Tell me, where are you at?

Warm wishes,

Fred

Re: Looking for some direction

Posted: Mon Dec 21, 2015 9:03 am
by Brant
Nice to see you're still here Freddi.

When I look for a self I begin to notice body sensation (not self), thoughts (stories of self) and fuzzy background thoughts (deep assumption of self). The surface level thoughts are easy to see through as not self, but the fuzzy deeper layers take some vigilance / digging / noticing. Like a whack'a'mole' - see through one layer but another assumption layer pops up somewhere else.

There have been times when I've noticed everything is thought. Everything. How can there be any meaning or narrative without thought. How can knowing that there is looking taking place be possible without it being thought.

Typing this out now there is a narrative which exists as thought as the typing happens. It's a fuzzy background thought of a self being responsible for this.
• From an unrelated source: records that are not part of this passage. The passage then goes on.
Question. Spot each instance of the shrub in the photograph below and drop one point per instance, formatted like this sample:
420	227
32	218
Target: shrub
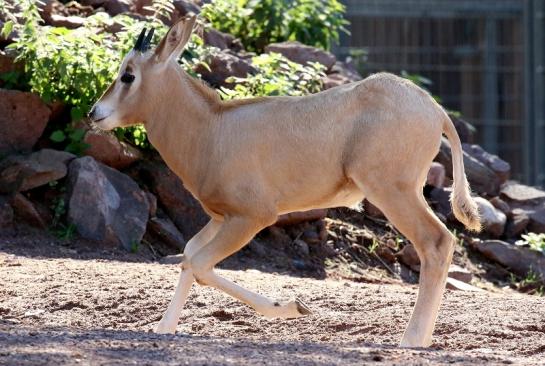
75	66
276	76
260	22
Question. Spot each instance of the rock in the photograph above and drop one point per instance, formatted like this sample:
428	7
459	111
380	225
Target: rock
334	80
436	175
409	257
185	7
517	223
25	209
302	54
22	121
107	149
372	210
164	230
500	167
493	220
152	201
180	206
520	194
454	284
481	178
258	248
215	38
537	221
301	247
501	205
106	205
299	217
24	172
459	273
6	213
311	237
518	259
223	65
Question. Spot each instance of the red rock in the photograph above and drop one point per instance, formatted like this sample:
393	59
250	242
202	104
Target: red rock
25	172
517	223
164	230
537	221
501	205
180	206
302	54
222	65
521	194
25	209
518	259
493	220
22	121
107	149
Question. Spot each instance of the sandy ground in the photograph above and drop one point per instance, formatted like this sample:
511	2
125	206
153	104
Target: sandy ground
58	307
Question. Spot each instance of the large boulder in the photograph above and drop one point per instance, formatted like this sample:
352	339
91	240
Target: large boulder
520	260
517	194
492	219
25	172
182	208
163	229
222	65
106	205
223	41
302	54
107	149
22	121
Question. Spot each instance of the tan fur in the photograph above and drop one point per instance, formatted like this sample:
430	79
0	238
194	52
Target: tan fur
248	161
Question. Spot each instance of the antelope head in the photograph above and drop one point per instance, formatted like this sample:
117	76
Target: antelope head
126	101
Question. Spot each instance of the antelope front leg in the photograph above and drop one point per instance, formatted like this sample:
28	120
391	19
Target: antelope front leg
232	236
171	317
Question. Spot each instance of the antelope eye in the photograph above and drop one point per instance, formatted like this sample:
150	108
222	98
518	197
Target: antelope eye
127	78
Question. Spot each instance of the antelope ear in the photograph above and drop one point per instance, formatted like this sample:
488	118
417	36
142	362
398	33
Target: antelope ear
173	43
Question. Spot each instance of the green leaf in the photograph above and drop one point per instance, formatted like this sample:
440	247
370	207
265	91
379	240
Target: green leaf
57	136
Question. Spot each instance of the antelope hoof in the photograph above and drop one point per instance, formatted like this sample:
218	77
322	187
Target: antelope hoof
302	308
164	329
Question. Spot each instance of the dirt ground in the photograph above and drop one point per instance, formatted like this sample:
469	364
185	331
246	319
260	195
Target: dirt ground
69	304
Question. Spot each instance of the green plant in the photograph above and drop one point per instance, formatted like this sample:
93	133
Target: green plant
260	22
276	76
534	241
75	66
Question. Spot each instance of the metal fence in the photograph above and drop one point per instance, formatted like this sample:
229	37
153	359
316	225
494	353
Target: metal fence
483	57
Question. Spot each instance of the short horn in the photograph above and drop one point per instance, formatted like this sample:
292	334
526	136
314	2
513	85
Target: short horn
138	44
147	40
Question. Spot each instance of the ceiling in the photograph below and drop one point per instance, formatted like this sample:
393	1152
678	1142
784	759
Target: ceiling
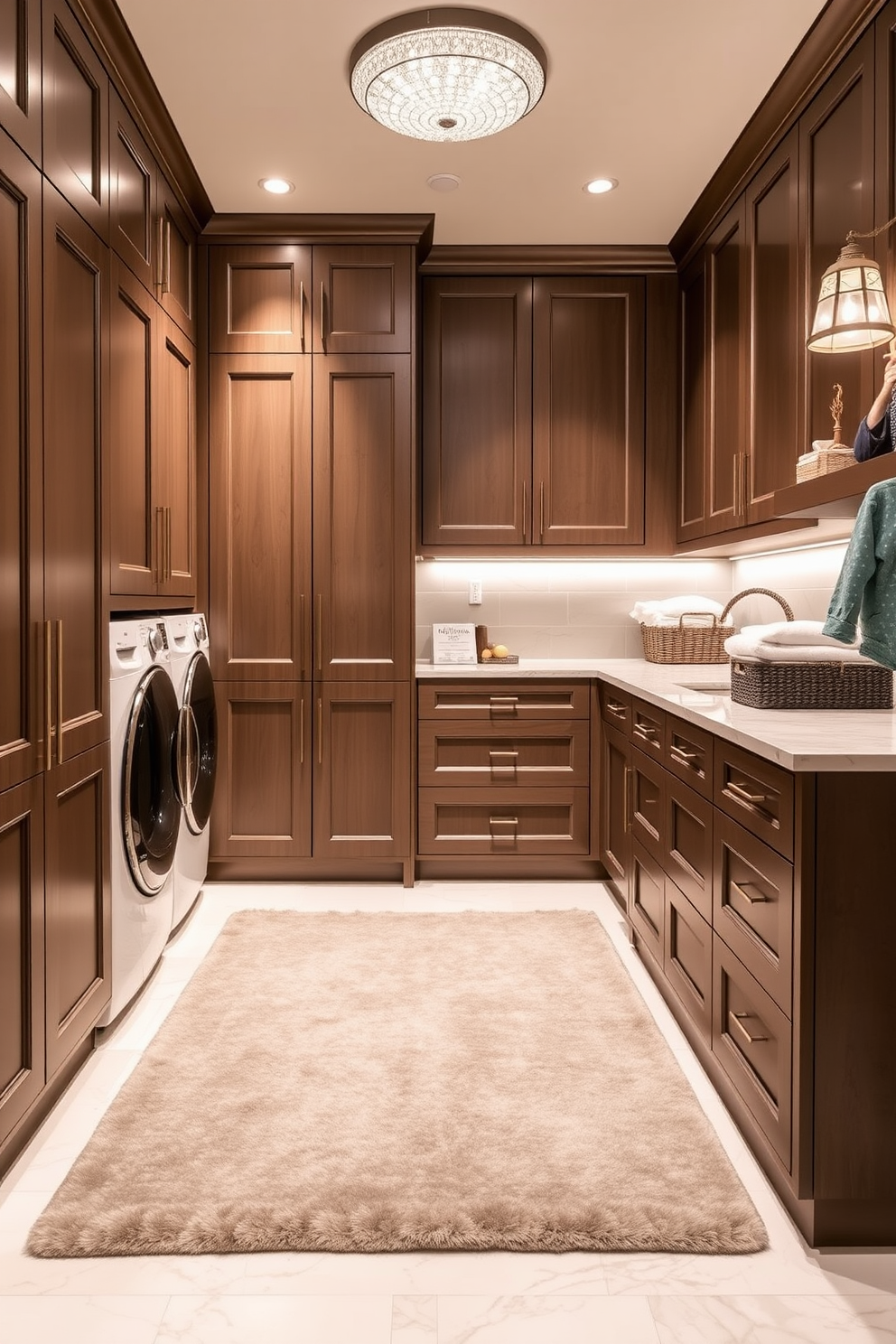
653	93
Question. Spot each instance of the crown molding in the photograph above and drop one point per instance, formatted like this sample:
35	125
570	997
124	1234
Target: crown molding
546	259
833	33
415	230
113	42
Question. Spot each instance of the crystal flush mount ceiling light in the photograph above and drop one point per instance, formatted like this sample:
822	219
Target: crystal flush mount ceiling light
448	74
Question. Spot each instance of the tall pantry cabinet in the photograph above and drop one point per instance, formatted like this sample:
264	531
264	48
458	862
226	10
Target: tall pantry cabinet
311	540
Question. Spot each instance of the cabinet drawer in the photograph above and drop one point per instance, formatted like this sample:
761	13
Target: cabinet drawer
615	707
648	727
485	754
751	1039
505	821
645	806
504	700
752	908
688	754
688	843
757	793
648	901
688	957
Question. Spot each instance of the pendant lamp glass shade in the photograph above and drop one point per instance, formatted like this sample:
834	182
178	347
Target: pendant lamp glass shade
852	312
448	74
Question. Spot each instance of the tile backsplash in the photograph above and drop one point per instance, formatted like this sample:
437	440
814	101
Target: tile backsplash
581	608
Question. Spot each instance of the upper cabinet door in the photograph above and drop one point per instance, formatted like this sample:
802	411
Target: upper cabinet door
587	425
727	319
76	116
176	258
363	518
261	517
477	412
76	374
837	178
363	300
22	702
21	73
132	192
259	300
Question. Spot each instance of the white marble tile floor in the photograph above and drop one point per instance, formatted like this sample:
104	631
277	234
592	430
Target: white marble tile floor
788	1294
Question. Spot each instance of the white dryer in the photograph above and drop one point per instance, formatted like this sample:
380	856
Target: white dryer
195	756
145	812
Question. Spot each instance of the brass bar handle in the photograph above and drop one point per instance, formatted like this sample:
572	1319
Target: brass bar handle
319	633
743	890
735	1021
743	795
47	693
58	693
680	754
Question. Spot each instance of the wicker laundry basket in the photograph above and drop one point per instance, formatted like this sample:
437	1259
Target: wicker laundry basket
702	643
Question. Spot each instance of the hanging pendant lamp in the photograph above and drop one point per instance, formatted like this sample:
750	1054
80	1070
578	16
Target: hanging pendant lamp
448	74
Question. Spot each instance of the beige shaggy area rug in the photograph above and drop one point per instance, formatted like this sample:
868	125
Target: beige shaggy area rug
394	1082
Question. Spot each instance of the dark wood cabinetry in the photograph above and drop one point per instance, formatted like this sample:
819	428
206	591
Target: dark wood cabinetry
311	472
21	101
741	894
534	412
504	771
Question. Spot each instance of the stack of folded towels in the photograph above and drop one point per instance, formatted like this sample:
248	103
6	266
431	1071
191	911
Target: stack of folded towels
790	641
670	609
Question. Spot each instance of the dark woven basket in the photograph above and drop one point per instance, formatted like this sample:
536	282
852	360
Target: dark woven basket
702	643
812	686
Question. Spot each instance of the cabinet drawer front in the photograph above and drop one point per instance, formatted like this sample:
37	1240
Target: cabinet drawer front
502	702
688	843
615	707
505	821
752	908
751	1039
648	901
688	958
755	793
647	818
484	754
688	754
648	727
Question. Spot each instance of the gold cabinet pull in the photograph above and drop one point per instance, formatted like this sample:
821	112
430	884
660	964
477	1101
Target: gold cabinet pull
47	693
735	1019
58	693
743	793
320	732
744	890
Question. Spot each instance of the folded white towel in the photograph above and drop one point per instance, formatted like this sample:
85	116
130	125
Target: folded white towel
667	611
793	632
761	650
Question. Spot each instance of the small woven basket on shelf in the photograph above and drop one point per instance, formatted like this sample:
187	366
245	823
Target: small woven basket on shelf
697	643
812	686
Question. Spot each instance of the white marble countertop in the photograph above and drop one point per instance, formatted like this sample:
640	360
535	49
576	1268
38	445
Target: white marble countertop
798	740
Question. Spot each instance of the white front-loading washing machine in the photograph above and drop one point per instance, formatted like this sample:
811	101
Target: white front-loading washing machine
145	812
195	756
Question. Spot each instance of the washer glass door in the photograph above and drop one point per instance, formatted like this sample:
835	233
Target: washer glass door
198	745
151	811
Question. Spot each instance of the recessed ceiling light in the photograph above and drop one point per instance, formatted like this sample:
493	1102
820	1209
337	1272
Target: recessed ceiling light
598	186
443	182
277	186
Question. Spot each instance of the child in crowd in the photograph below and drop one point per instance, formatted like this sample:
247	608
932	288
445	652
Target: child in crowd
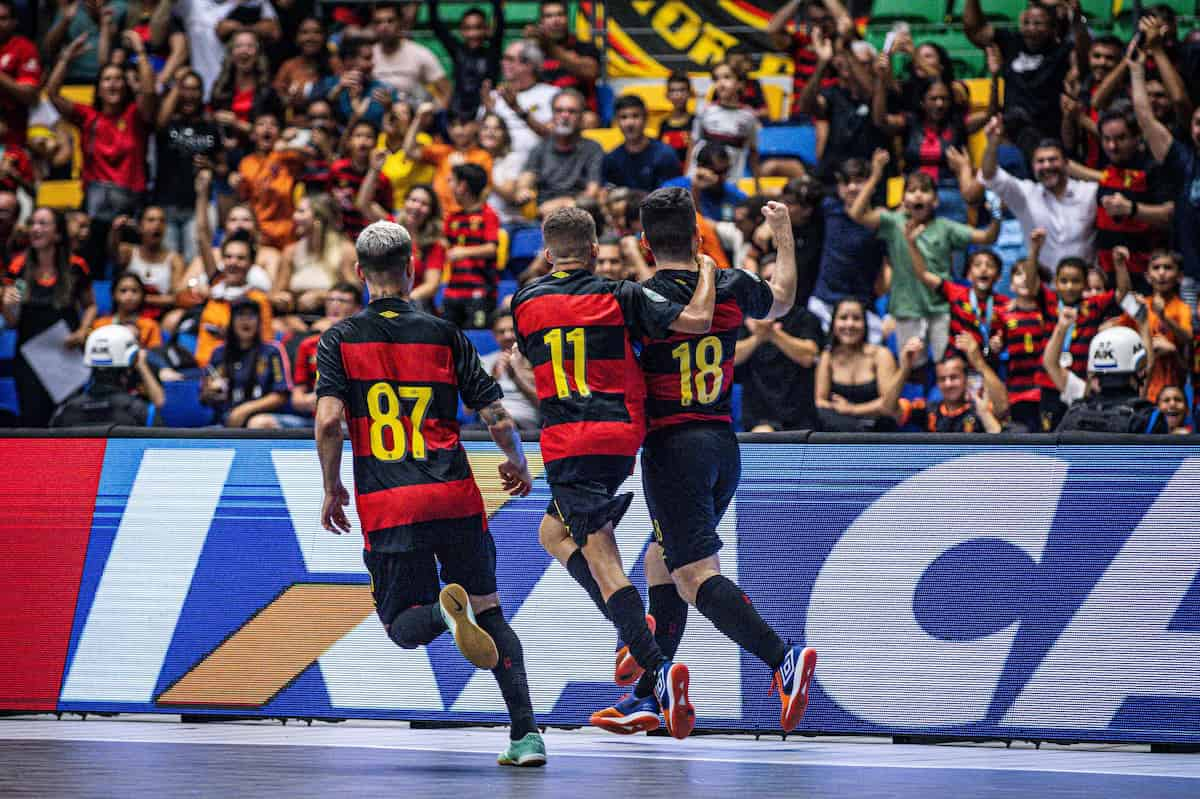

Re: Looking for some direction

Posted: Mon Dec 21, 2015 12:54 pm
by Freddi
Hi Brant,
Like a whack'a'mole' - see through one layer but another assumption layer pops up somewhere else.
Yes, a lot of looking can and does take place, when noticing the illusory nature of ‘I’ has already happened. I’m glad that you are doing so much looking, that you keep questioning layer after layer. A bit like with an onion, you keep peeling and peeling, then what’s left in the end?
Typing this out now there is a narrative which exists as thought as the typing happens. It's a fuzzy background thought of a self being responsible for this.
Take a good, fresh look, in actual experience, in this moment, the only one we can test. What is seen, heard, felt, touched?
Some fingers tapping on keys, some squiggles on a screen, some sounds, some colours, some shapes?
Just notice it all, without discrimination, away from thought.
Does the narrative accompany this happening? Does it comment on it? Does it ‘create’ it? Would it all happen without the narrative?